The company’s business has flourished due to the coronavirus pandemic. The company held a telephone discussion with civil liberties groups and child abusers on Thursday. Zoom security consultant Alex Stamos confirmed the move on Friday.
Stamos said in an interview that the plan may change, and it is unclear which non-profit organizations or other users (such as dissidents) are eligible for accounts that allow more secure video conferencing.
He added that the plan combines technical, security and commercial factors and has caused different responses from privacy advocates.
In the pandemic, Zoom attracted millions of free paying customers, partly because users can attend meetings-now 300 million times a day without registration.
But this provides an opportunity for troublemakers to participate in meetings and sometimes even pretend to be invited.
Gennie Gebhart, a researcher at the Electronic Frontier Foundation, said on Thursday’s conference call that she hopes Zoom will change direction and provide more protected videos.
But Jon Callas, a technical researcher at the American Civil Liberties Union, said the strategy seemed to be a reasonable compromise.
Security experts and law enforcement warned that sex predators and other criminals are increasingly using encrypted communications to avoid detection.
Callas said: “People of us who communicate securely believe that we need to deal with really terrible things.”
“Charging for end-to-end encryption is a way to get rid of improvisation.”
After a series of security failures caused some organizations to ban the use of Zoom, Zoom hired Stamos and other experts. Last week, Zoom released a technical paper about its encryption plan, but did not specify the scope they will reach.
Facebook ’s former chief security officer Stamos said: “While Zoom is trying to improve security, they are also greatly increasing their trust and security.”
“The CEO is studying different arguments. The current plan is for paying customers and corporate accounts where the company knows who they are.”
Stamos added that fully encrypting every meeting will prevent Zoom’s trust and security team from adding itself as a participant in a party that handles abuse in real time.

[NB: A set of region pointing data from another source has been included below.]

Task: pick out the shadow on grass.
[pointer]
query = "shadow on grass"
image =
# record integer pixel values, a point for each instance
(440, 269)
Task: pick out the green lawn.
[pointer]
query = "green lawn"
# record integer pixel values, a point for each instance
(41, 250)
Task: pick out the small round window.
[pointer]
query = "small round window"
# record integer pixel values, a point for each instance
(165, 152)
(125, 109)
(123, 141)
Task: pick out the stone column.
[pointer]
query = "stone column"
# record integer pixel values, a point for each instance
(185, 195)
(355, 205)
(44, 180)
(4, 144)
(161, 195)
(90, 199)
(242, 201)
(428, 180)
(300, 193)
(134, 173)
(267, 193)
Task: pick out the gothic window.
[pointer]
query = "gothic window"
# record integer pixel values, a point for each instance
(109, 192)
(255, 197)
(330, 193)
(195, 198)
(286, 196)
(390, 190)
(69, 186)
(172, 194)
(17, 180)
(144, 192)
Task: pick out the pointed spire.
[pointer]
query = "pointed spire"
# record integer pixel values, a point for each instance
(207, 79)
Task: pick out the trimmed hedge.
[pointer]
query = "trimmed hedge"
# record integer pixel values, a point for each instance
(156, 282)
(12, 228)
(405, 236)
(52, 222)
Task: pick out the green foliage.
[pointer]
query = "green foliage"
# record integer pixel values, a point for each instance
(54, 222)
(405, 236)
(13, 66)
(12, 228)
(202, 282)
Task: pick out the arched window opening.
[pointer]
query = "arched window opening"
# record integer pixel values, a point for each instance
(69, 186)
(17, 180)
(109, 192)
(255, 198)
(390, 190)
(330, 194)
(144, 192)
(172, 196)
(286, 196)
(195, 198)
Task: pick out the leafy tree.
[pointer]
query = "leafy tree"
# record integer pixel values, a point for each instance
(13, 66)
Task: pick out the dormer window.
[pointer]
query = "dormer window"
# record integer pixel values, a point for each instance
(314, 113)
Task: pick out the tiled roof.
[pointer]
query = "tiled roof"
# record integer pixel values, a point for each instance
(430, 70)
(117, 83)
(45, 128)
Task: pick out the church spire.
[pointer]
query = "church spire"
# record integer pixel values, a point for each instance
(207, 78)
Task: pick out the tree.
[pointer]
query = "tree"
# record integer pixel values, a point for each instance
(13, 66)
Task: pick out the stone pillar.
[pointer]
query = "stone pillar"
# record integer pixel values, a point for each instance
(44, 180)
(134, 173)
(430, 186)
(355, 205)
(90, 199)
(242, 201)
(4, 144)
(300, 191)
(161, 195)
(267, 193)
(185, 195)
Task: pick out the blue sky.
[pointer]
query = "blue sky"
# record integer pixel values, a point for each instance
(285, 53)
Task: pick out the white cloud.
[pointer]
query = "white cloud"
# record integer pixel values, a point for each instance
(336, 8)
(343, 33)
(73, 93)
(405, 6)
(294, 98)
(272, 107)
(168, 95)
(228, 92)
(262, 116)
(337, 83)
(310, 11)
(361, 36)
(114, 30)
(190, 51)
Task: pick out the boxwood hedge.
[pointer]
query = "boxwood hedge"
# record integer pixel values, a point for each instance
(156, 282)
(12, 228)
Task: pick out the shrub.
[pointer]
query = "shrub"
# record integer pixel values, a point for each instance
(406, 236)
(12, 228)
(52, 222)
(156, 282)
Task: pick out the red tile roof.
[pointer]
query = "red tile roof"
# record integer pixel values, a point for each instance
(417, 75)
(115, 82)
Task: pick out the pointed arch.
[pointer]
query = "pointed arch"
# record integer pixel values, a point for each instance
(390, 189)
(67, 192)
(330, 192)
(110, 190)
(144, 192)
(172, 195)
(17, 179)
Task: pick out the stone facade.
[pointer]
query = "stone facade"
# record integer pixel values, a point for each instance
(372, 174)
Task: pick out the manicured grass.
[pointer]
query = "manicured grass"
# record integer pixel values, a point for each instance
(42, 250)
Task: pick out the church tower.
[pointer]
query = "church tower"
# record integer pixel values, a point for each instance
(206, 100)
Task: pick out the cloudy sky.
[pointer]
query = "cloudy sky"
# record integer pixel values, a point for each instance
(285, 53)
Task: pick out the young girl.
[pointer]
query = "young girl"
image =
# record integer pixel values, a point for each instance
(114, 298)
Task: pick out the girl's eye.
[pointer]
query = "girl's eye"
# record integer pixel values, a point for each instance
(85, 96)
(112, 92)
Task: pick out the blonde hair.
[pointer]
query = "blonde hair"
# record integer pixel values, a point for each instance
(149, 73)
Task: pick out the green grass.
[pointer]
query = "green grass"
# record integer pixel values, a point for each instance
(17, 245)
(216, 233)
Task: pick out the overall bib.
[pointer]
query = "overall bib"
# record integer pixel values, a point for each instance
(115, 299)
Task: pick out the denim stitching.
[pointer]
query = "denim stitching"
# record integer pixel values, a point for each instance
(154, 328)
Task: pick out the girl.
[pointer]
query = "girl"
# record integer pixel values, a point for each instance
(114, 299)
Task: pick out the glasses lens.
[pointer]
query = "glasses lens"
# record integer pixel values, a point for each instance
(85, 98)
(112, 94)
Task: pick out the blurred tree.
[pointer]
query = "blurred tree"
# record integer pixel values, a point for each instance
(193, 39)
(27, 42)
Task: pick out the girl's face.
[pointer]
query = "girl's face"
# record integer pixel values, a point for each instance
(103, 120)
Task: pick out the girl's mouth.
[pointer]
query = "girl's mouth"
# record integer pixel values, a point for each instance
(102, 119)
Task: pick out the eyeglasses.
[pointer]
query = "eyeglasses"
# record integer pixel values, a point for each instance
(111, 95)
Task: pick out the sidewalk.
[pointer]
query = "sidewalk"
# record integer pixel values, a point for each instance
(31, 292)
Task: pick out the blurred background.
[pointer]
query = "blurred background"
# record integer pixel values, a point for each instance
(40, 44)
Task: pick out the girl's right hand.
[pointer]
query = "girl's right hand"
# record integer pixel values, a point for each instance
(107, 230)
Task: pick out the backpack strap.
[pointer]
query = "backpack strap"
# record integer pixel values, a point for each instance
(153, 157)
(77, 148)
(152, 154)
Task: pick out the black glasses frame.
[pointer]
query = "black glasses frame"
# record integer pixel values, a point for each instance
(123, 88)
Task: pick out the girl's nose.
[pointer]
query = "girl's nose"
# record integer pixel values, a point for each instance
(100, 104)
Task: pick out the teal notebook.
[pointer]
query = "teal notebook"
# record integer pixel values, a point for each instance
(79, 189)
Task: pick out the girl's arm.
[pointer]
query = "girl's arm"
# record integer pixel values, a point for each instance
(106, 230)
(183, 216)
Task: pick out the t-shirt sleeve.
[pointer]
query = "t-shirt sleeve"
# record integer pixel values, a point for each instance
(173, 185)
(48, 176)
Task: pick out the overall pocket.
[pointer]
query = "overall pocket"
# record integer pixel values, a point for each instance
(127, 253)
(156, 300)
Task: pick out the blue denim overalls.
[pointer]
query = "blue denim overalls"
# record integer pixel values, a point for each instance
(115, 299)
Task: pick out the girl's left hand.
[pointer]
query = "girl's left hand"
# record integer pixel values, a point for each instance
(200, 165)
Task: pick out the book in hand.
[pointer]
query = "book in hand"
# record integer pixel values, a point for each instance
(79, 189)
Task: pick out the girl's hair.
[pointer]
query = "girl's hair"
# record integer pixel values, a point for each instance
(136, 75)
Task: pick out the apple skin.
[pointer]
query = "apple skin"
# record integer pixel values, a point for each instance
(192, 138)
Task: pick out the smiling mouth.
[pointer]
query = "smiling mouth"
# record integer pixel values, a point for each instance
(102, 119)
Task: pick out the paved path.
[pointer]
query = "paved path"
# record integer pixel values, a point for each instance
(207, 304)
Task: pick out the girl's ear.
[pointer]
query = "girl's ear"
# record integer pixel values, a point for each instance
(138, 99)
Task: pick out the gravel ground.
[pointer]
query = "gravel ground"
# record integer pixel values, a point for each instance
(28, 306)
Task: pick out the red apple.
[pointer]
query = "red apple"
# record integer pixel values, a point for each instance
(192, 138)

The end-to-end model means that no one but the participants and their devices can see and hear what is happening, which will also have to exclude people who make calls through the phone line.

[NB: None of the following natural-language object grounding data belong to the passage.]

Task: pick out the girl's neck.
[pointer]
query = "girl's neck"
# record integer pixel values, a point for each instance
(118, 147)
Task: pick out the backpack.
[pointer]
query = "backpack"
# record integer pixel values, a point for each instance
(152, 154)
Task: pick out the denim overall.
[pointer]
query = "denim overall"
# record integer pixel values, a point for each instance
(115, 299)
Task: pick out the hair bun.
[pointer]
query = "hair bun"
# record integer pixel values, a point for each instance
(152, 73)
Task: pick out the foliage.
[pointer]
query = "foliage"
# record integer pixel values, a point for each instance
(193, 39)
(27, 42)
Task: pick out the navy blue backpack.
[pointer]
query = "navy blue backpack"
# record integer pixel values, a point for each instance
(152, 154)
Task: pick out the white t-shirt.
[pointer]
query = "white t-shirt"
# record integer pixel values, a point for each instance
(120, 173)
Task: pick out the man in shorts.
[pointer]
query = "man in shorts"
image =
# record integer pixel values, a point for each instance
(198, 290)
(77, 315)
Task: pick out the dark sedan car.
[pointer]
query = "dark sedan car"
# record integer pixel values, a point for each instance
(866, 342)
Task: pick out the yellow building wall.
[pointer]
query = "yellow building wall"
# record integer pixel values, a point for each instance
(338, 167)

From a business perspective, it is difficult to make money by providing complex and expensive encryption services for free. Facebook plans to fully encrypt Messenger, but it has generated considerable revenue from other services.
Other encryption communication providers charge enterprise users or act as non-profit organizations, such as the manufacturer of Signal.
Stamos and another person familiar with the matter said that Zoom also deals with regulators such as the US Federal Trade Commission, which is investigating its previous claims about encryption, which were criticized as exaggerated or false.
Privacy experts say that because the Justice Department and some members of Congress condemned powerful encryption technology, Zoom may cause unnecessary new attention through a major expansion in the field.